As is noted in this quote, choosing among policy alternatives involves, either implicitly or explicitly, the ranking of alternatives, and in order to rank alternatives, it is necessary to make value judgments. In a sense, "benefit-cost analysis" (BCA) can have a generic meaning which relates to any choice. That is, to make a choice a person considers the benefits against the costs of each available choice, and then presumably, the person chooses the alternative with the greatest excess of benefits over costs. Different people can, and do, make different choices even though they face the same alternatives. Different people make different value judgments about what the relevant "goal" is, and therefore, for different people each of the available choices is valued or evaluated in different ways. In thinking of BCA this generic way, benefits are associated with advancing toward the goal and costs are associated with detracting from the goal. As such, different value judgments would imply that the benefits and costs have to be computed in different ways. For the same set of policy alternatives, different value judgments must lead to computed benefit-cost analyses that are different.

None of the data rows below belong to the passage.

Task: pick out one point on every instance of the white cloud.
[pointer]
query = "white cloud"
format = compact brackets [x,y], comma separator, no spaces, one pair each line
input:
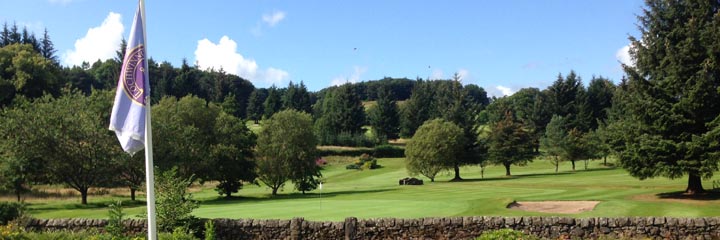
[224,55]
[60,1]
[100,43]
[274,18]
[623,55]
[501,91]
[358,71]
[464,74]
[437,74]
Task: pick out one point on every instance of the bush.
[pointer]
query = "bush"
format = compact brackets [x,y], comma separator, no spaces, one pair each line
[344,152]
[115,226]
[388,151]
[209,230]
[10,211]
[505,234]
[174,203]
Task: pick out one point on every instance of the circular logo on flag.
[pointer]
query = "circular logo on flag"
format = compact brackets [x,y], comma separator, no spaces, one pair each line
[133,75]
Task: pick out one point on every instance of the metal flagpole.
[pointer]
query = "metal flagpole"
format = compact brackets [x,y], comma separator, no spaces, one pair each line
[149,166]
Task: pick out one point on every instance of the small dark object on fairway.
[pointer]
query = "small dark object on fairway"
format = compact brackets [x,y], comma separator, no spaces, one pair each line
[410,181]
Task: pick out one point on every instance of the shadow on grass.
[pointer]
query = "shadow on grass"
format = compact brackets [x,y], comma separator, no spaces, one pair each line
[90,205]
[533,175]
[309,195]
[710,195]
[530,175]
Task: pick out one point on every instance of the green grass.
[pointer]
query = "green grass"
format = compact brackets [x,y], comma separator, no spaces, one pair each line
[376,194]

When environmental economists do benefit-cost analysis what value judgments do they use? Note, first, that the value judgments I am writing about provide economists with an answer to this question: What is the appropriate role or purpose of government in our system of political economy? Or to borrow, and paraphrase, from Weimer and Vining : What do we consider legitimate uses of government's coercive power? For most environmental economists the value judgment that answers these questions is that the economy should achieve an efficient allocation of resources, and therefore, the role and purpose of government is to aid the economy in achieving efficiency. Much economic analysis of efficiency is theoretical. For environmental economists, benefit-cost analysis represents the applied version of theoretical efficiency analysis.

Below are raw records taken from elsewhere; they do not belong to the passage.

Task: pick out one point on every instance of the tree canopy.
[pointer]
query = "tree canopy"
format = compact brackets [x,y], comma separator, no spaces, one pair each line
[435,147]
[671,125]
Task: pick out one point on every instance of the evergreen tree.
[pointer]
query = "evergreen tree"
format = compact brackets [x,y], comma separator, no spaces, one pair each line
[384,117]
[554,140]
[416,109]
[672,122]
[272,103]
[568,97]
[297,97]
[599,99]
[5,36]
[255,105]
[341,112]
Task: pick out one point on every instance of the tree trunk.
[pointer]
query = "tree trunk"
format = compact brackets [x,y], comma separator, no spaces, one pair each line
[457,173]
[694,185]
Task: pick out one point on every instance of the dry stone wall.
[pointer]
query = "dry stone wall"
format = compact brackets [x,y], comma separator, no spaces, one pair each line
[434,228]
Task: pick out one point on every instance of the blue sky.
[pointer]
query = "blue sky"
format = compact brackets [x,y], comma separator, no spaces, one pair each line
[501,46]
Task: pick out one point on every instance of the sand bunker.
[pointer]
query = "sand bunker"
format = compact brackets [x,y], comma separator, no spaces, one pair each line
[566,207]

Saying that economic benefit-cost analysis is the economist's applied tool for assessing the efficiency of alternative public choices and policies doesn't really tell us very much which is specific. We still need to know what the economist means by "efficiency." A very general idea is that an efficient choice for government is one that means people in the community in general will be better off as a result. This means, then when an environmental economist makes a benefit calculation, the idea is to make an estimate in dollar terms of how much better off people in the community will be. Similarly, the cost calculation is supposed to be an estimate of how much worse off people in the community will be. In general, the people who are better off, given a choice by government, will not be the same people who are worse off because of government's choice. Economists want to recommend only government actions which are expected to have benefits greater than costs (both terms as specifically defined by us) because when this condition obtains they know it is possible to use resources differently in our system of political economy, and in such a way that people in the community in general can be better off.

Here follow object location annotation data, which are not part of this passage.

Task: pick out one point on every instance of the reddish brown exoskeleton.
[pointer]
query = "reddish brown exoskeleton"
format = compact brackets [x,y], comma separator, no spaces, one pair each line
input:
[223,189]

Economists certainly like benefit-cost analysis for the reasons cited in the above quote. But, there is more to it. We also like benefit-cost analysis because we conceptually construct, and then estimate, our notions of benefits and costs so that we can make empirical statements about which government choices will aid in achieving the normative purpose of government, which, in the case of most environmental economists, is an economically efficient allocation of resources.
So, if you agree with the role of government utilized by economists, then you probably should like to know the results of their benefit-cost analyses. On the other hand, if the value judgments you favor to define the role and purpose of government (and its use of coercion) differ from that of economists, then the benefit and cost numbers estimated by economists are not likely to tell you much about whether a given choice by government advances toward the role of government you favor. In that case, I assume you would want to develop your own definitions of benefits and costs based upon the value judgments you use to define the role of government.